Propositions are valuable: they distil vast material, offer clarity, and serve the intellect. Yet—on their own—they may not reach the heart that must be transformed for obedience.

From Propositions to Story

When the lawyer presses, “And who is my neighbour?”, Jesus does not deliver a dictionary definition. He shifts genres and tells a story—the Good Samaritan. The move from proposition to narrative is not a retreat from truth but a deepening of its reach, addressing imagination, affections, and action.

Why Story Is Powerful

  • Imagination: Story invites listeners to enter another world, watch choices unfold, and envision new possibilities for their own lives.
  • Embodied response: Narrative can be felt in the body—vulnerability, awkwardness, compassion—creating a visceral connection that pure abstraction rarely produces.
  • Expectation and surprise: Stories play with what audiences assume will happen; Jesus’ choice of a Samaritan as the hero subverts expectations and disarms prejudice.
  • Cultural identity: Stories shape people groups. Whoever controls the stories often shapes the culture (seen today in social media’s power to promote and to question narratives).
  • Layers of meaning: Propositions reduce; stories can carry multiple, simultaneous meanings without losing integrity.

Layers of Meaning in the Good Samaritan

  • Illustration level: A vivid picture of “love your neighbour” in action—see, feel, and practice mercy.
  • Embodiment level: Jesus Himself embodies the story in real time; He shows compassion to a “man in need” (the lawyer) even as He tells of a man who shows compassion.
  • National story level: For a Jewish expert in the Law, the imagery echoes Israel’s story (e.g., the wounded/abandoned one whom God passes by and has compassion on). Jesus engages the listener’s communal memory and identity.
  • Personal story level: We recognise ourselves in the beaten, stripped, abandoned traveller. The story reads our lives and invites us to receive mercy.
  • Christological level: Jesus is the compassionate “Samaritan” who comes to us—and, in a deeper sense, the One beaten and left outside the city, prefiguring the cross. The parable foreshadows the gospel.

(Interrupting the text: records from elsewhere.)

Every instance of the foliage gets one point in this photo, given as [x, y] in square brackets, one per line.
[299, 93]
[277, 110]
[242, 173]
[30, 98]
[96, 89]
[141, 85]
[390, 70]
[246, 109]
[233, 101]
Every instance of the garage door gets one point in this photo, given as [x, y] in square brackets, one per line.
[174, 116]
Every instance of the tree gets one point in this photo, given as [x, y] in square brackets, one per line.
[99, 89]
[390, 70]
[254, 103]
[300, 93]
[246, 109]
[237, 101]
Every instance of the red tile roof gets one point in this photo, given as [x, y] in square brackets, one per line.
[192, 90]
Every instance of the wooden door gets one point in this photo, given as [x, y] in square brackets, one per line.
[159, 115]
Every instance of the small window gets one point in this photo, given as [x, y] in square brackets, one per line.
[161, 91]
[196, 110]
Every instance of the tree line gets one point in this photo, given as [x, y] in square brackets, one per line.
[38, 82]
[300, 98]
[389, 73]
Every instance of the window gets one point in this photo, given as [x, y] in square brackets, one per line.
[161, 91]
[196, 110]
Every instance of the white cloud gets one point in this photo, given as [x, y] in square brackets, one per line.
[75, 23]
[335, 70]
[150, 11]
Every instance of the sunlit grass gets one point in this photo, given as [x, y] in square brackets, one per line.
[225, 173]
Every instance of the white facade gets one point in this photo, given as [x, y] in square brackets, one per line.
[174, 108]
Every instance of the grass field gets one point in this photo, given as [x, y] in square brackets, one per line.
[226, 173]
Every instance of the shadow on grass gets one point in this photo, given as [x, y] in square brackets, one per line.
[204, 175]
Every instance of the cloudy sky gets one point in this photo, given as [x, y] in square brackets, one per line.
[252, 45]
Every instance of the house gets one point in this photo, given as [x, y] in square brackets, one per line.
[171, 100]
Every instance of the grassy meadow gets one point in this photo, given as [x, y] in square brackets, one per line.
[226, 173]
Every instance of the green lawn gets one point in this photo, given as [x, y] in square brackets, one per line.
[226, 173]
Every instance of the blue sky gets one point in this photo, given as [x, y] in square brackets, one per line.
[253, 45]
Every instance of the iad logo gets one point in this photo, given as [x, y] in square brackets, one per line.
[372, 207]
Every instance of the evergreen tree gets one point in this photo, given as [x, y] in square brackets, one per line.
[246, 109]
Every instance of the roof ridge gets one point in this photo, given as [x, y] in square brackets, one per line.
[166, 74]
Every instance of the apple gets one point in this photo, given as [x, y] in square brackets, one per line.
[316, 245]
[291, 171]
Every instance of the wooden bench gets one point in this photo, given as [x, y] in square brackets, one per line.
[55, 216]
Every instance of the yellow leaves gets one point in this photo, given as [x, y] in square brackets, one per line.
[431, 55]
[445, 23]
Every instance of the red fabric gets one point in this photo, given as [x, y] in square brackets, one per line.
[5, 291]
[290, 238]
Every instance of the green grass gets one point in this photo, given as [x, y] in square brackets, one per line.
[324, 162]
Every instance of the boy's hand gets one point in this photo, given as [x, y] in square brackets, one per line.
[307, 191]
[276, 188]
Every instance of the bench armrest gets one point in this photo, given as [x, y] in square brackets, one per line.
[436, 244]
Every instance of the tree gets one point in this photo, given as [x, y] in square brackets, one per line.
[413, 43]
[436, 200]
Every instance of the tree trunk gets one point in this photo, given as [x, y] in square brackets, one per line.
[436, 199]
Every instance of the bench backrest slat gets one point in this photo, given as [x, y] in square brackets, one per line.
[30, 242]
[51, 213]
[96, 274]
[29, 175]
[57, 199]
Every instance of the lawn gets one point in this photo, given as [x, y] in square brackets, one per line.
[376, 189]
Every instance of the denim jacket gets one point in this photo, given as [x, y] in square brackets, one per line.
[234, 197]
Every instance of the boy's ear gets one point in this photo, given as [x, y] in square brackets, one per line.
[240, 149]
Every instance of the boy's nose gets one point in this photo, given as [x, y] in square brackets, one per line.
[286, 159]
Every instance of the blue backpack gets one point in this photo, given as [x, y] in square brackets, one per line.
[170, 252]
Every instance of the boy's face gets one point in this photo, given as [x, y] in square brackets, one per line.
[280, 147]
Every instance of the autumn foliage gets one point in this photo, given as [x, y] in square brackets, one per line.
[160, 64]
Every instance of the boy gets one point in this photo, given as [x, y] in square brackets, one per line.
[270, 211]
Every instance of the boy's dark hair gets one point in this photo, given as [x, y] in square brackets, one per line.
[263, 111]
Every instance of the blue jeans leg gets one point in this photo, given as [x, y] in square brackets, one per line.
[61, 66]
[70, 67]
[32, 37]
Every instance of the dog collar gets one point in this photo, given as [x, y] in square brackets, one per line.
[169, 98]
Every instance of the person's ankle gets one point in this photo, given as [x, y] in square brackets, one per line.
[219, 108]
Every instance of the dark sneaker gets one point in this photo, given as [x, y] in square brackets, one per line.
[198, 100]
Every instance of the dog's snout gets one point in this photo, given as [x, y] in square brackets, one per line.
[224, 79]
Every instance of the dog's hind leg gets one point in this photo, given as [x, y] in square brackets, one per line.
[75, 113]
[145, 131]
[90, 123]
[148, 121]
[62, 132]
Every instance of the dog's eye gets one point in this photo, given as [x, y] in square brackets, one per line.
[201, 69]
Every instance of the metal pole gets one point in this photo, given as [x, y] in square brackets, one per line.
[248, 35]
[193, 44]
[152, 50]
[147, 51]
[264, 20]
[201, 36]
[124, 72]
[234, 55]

What Master Communicators Learn from Jesus

  • Ask discerning questions. Questions surface assumptions, reveal motives, and lead listeners to articulate truth.
  • Begin where your listener is strong. Honour your audience by entering their frame of reference before inviting them into a transformed one.
  • Affirm what is true and sufficient. Name and celebrate truth when you hear it; clarity builds trust.
  • Move from mind to heart. Use well-formed propositions and well-told stories so people can understand and want to obey.
  • Embody your message. Let your life match your words; communication is credibility enacted.

Practices for Preaching and Teaching

  • Design sermons with both modes. Pair crisp, accurate propositions with a central, well-crafted narrative (biblical or contemporary) that carries the truth to the heart.
  • Craft questions, not just points. Include formative questions that listeners can carry into small groups, homes, and personal reflection.
  • Slow down in the text. Name the scene’s emotions (shame, pain, vulnerability) so hearers can feel the passage.
  • Address identity and community. Be aware of the stories shaping your people; retell the gospel story to re-form identity.
  • Preach for obedience. Always land with lived application: “Go and do likewise.”

Summary

  • Jesus models audience-centred, compassionate communication: He starts with text, honours propositions, and then deploys story to reach the heart.
  • Propositions offer clarity and sufficiency; stories supply imagination, embodiment, cultural resonance, and layered meaning.
  • The Good Samaritan operates on multiple levels—illustrative, embodied, national, personal, and Christological—culminating in the gospel.
  • Faithful communicators ask wise questions, affirm truth, tell transformative stories, and embody their message in love.